La idealización de la práctica política de los años 70 congela la memoria, la ocluye, cierra, no permite el procesamiento, lo obstruye”, dice Pilar Calveiro, ex desaparecida, cautiva en la ESMA durante casi dos años.
Sus reflexiones penetran profundamente en un debate que la revista Lucha Armada en la Argentina intentó alentar en las filas de ex militantes de los grupos armados que en los años setenta se lanzaron a la lucha política con una estrategia que incluía el uso de la violencia.
El golpe de Estado de Onganía fue el que sirvió en bandeja la propuesta de que había llegado la hora de las armas. Si luego de cada elección en que se votaba a un presidente los militares desoían la voz de las urnas y se adueñaban del poder mediante la fuerza, qué impedía a los ciudadanos armarse e intentar tomar ese mismo poder pero con un proyecto revolucionario de justicia social.
Un buen número de universitarios, psicoanalistas, periodistas, abogados, médicos y miembros de las más disímiles profesiones se enrolaron en grupos armados y se convirtieron en combatientes.
Y la sociedad, fatigada de uniformes y desfiles, los observó con simpatía: el pez en el agua, hubiera dicho Mao Tse Tung. En pocos meses las organizaciones guerrilleras ganaron un espacio que transformó a la izquierda, ignorada hasta entonces, en un actor político de gran envergadura. Efímera ilusión: su derrota política y militar fue estrepitosa. Y sangrienta.
Con la recuperación de la democracia y el castigo a los principales responsables de los crímenes de Estado, surgió una polémica inevitable: ¿los guerrilleros eran demonios subvencionados por potencias extranjeras o jóvenes idealistas que lucharon por un futuro mejor?
La discusión se oscureció porque con tantos miles de muertos no es sencillo tomar distancia.
Hoy, al cabo de 40 años del surgimiento de los grupos armados, una legión de jóvenes –historiadores, antropólogos, sociólogos– intenta abordar ese pasado con una mirada desprovista de pasiones.
Cuando en 2004, con Israel Lotersztain y Gabriel Rot, publicamos el primer número de la revista, dijimos que era necesario asumir los actos del pasado desde una conciencia crítica que rescatara todo lo bueno y lo malo para evitar la autocomplacencia o la denigración, la épica o la demonización. Alentamos a los protagonistas de entonces a no temer abrir los recuerdos y reconocer los errores.
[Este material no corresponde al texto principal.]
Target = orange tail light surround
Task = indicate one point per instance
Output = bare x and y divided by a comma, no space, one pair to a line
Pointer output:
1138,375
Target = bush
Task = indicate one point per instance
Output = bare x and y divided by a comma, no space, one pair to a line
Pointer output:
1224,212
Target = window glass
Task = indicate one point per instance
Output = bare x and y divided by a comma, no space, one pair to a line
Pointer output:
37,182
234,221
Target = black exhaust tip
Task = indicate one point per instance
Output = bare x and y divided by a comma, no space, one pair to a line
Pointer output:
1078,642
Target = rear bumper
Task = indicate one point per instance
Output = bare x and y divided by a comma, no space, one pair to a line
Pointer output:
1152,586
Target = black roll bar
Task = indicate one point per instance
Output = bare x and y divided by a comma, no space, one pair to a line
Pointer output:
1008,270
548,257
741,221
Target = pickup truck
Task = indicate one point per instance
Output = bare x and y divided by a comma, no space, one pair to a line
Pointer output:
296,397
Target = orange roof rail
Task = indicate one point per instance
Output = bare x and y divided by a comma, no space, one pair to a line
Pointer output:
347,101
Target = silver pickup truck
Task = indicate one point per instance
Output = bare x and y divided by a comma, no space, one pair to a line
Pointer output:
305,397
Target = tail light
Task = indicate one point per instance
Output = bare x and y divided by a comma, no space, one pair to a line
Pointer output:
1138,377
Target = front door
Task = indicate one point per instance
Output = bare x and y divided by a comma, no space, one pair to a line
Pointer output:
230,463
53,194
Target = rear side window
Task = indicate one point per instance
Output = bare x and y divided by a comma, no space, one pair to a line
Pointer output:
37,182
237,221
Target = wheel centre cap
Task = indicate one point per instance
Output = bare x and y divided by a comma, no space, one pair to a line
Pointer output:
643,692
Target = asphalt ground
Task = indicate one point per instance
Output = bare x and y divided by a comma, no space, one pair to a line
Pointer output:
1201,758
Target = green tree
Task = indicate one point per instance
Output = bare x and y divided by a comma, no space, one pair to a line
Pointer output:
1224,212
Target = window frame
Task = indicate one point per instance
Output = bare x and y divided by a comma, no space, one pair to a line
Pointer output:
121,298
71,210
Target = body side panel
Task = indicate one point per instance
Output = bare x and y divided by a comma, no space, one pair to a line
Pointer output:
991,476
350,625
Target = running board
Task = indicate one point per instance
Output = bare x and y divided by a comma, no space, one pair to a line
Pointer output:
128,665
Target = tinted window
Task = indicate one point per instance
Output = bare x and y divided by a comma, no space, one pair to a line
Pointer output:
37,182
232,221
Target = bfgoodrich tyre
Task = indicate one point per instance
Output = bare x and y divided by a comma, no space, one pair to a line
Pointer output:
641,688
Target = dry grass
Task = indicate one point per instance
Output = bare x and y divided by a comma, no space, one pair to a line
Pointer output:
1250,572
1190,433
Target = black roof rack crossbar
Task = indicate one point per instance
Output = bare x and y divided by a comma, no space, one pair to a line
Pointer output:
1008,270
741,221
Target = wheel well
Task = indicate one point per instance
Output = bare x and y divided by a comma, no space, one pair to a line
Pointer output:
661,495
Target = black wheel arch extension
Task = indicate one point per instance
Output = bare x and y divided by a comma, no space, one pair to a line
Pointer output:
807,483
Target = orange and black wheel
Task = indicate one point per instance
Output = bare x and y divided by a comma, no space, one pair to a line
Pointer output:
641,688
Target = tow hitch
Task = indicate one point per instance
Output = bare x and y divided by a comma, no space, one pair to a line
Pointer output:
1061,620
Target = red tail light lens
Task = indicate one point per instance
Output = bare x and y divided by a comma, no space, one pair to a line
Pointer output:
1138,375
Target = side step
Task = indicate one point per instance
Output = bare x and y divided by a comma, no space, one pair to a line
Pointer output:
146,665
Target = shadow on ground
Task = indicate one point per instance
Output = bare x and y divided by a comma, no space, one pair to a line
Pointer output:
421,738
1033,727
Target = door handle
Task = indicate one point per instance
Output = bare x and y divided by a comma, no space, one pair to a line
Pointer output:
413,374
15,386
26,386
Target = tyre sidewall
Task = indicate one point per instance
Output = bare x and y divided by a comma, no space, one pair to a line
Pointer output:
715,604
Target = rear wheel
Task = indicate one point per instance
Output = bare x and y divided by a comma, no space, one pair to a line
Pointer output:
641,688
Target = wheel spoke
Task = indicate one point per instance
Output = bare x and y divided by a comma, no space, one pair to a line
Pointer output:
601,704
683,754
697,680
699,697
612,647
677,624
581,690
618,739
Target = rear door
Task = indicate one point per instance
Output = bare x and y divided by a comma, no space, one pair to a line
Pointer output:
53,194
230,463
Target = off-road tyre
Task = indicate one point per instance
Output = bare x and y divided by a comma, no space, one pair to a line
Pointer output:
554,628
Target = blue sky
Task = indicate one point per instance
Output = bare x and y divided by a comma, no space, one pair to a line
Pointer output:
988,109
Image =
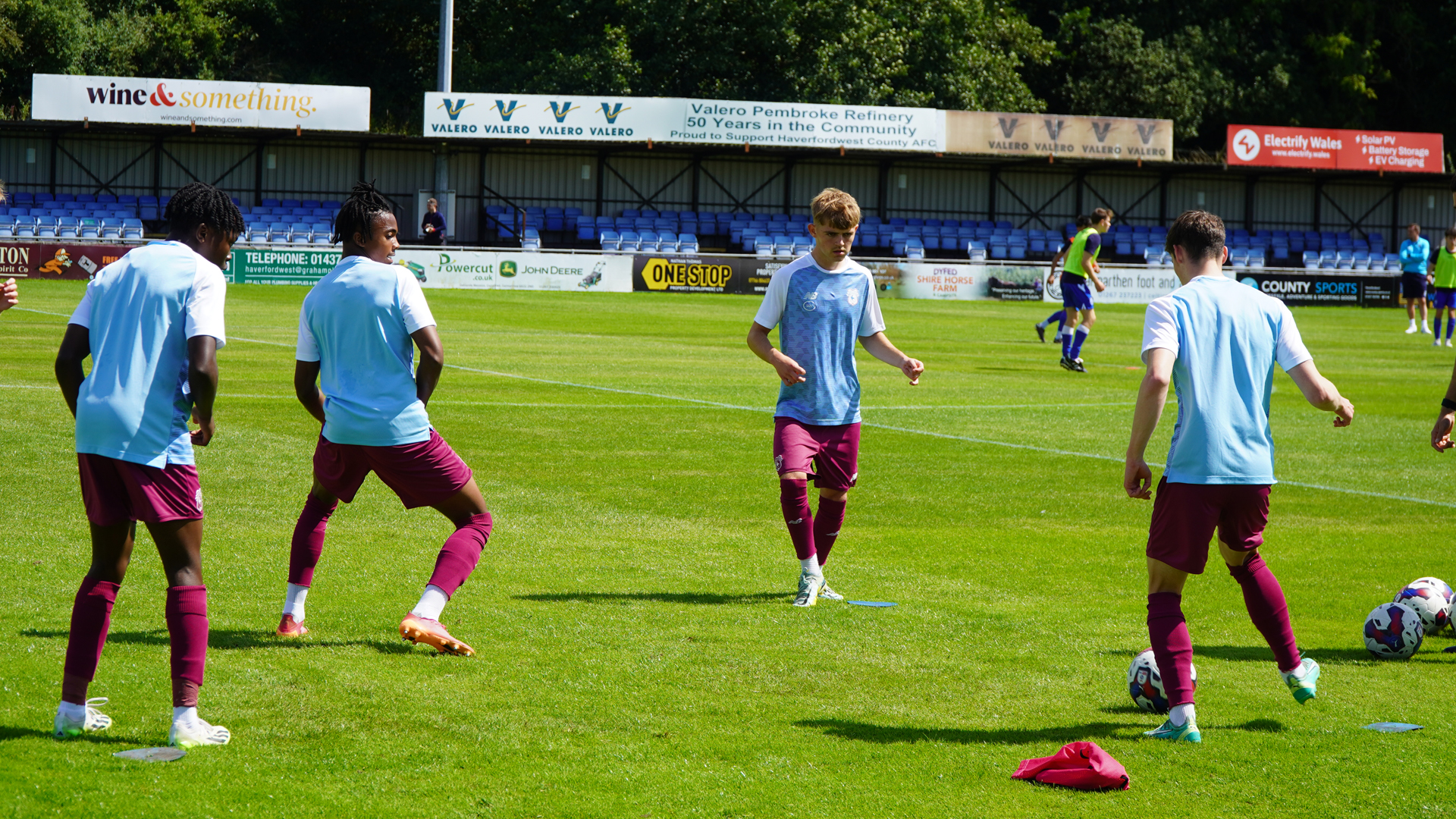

Creemos haber cumplido el objetivo propuesto, a pesar de que encontramos, en muchos casos, una escasa disposición para polemizar algunos temas.
Entrevistamos a ex guerrilleros que pasaron por la cárcel, por campos de concentración, por la tortura y el exilio. Pero que, sobre todo, pasaron la edad de sesenta años y pueden mirar el pasado con ojos más sabios, con la experiencia del veterano que observa sus propias acciones en el espejo del tiempo. Ni “ángeles” ni “demonios”. Fueron civiles que se alzaron en armas para pelear contra una dictadura pero que no supieron escuchar la voz de la sociedad que en 1973 fue convocada a las urnas y acudió masivamente esperando poner fin a la violencia. Fueron guerrilleros que persiguieron objetivos políticos inobjetables, como la justicia social, pero que para alcanzarlos desdeñaron valores éticos esenciales. Cuando la política se dirime con las armas, los que triunfan en las organizaciones son los que mejor saben manejarlas, los más temerarios.
Pasar de la simpatía inicial al rechazo popular, de los cantos heroicos a la triste certidumbre de la derrota, llevó apenas ocho años. Lapso insignificante en la historia que dejó, paradójicamente, una cicatriz que atraviesa a más de una generación.
A pesar de la gran recepción que tuvo la revista (de mil ejemplares en el primer número a tres mil en el último), el debate de las armas todavía está incompleto; porque aún hay algunas voces renuentes a enfrentar el pasado. Los once números publicados a lo largo de cuatro años abrieron un debate que no está clausurado y que nos proponemos continuar porque ésa es la única manera de recuperar una historia que no debe estar teñida por discursos heroicos o denigratorios.
Nadie mejor que Héctor Schmucler para sintetizarlo: “La memoria no es un problema de saber cosas sino de pensar desde ciertos valores”.
*Codirector de la revista Lucha Armada.